Reciprocal analysis of the relative ratios of Tc RBP3 over Tc UBP1 targets in the pool of Tc RBP3-bound mRNAs showed that CALP levels were 1.5- and 1.6-fold higher than those of ZFP1 and PDH, respectively, and similar values (1.5 and 2.1, respectively) were found when RpS2 was analyzed. As anticipated, these ratios were significantly lower in the Tc UBP1-IP material (gray bars in Fig. 3B, right panel).

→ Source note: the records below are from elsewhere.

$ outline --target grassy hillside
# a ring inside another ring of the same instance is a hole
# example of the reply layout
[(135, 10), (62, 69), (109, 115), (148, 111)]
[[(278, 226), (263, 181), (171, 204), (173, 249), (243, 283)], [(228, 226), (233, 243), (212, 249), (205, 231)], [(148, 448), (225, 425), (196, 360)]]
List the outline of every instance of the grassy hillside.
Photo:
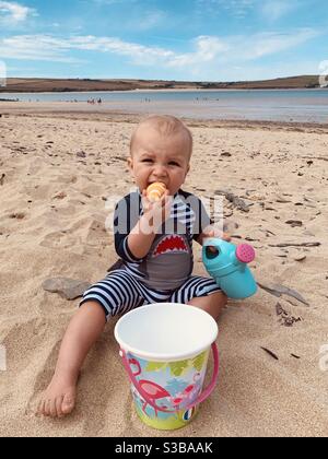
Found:
[(318, 75), (281, 78), (265, 81), (239, 82), (183, 82), (160, 80), (57, 80), (57, 79), (8, 79), (7, 86), (0, 87), (0, 93), (12, 92), (72, 92), (72, 91), (131, 91), (131, 90), (179, 90), (179, 89), (231, 89), (231, 90), (263, 90), (263, 89), (305, 89), (319, 87)]

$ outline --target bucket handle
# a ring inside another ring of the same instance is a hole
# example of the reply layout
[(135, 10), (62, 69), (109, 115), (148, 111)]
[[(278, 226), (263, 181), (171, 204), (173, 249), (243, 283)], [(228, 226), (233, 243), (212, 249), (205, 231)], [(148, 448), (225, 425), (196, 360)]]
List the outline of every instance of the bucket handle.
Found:
[[(209, 386), (198, 396), (197, 400), (195, 400), (192, 403), (190, 403), (188, 407), (184, 408), (184, 410), (188, 411), (191, 410), (191, 408), (196, 407), (197, 404), (203, 402), (206, 399), (210, 397), (210, 395), (213, 392), (219, 377), (219, 351), (215, 343), (212, 344), (212, 353), (213, 353), (213, 360), (214, 360), (214, 367), (213, 367), (213, 376), (211, 379), (211, 382)], [(156, 403), (154, 403), (150, 398), (149, 395), (142, 389), (140, 384), (138, 382), (136, 376), (133, 375), (131, 367), (129, 365), (127, 354), (126, 352), (120, 349), (119, 355), (122, 358), (124, 366), (129, 375), (129, 378), (138, 392), (141, 395), (141, 397), (147, 401), (149, 405), (151, 405), (156, 411), (162, 411), (164, 413), (178, 413), (180, 409), (177, 410), (168, 410), (167, 408), (159, 407)]]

Mitochondrial transcripts and rRNAs were repeatedly found in both Tc UBP1- and Tc RBP3-IP samples. As these transcripts are highly abundant, and as neither RBP is localized in mitochondria ([35] and G. Noé, J. De Gaudenzi and A. C. Frasch, unpublished work), they probably correspond to background noise arising from non-physiological association during isolation [36]. To address this controversial result, and to obtain evidence for the occurrence of the observed interactions in intact cells, formaldehyde treatment prior to cell lysis was performed to crosslink RNP complexes in living parasites. Analysis of RNA present in IP-samples isolated from treated cells further supported the endogenous interaction of both proteins with rRNAs and confirmed several Tc UBP1- and Tc RBP3-associated transcripts as in vivo targets (Fig. 3C, and data not shown). In contrast, mitochondrial transcripts were not found in association with either RBP in cells treated by crosslinking, thus demonstrating that such interactions were non-physiological (Fig. 3C). In summary, these data allow us to conclude that most mRNAs identified in our libraries (Tables 1 and 2) are likely to be RBP-target transcripts. Although both Tc RBPs can share target transcripts, each preferentially binds a given set of mRNAs.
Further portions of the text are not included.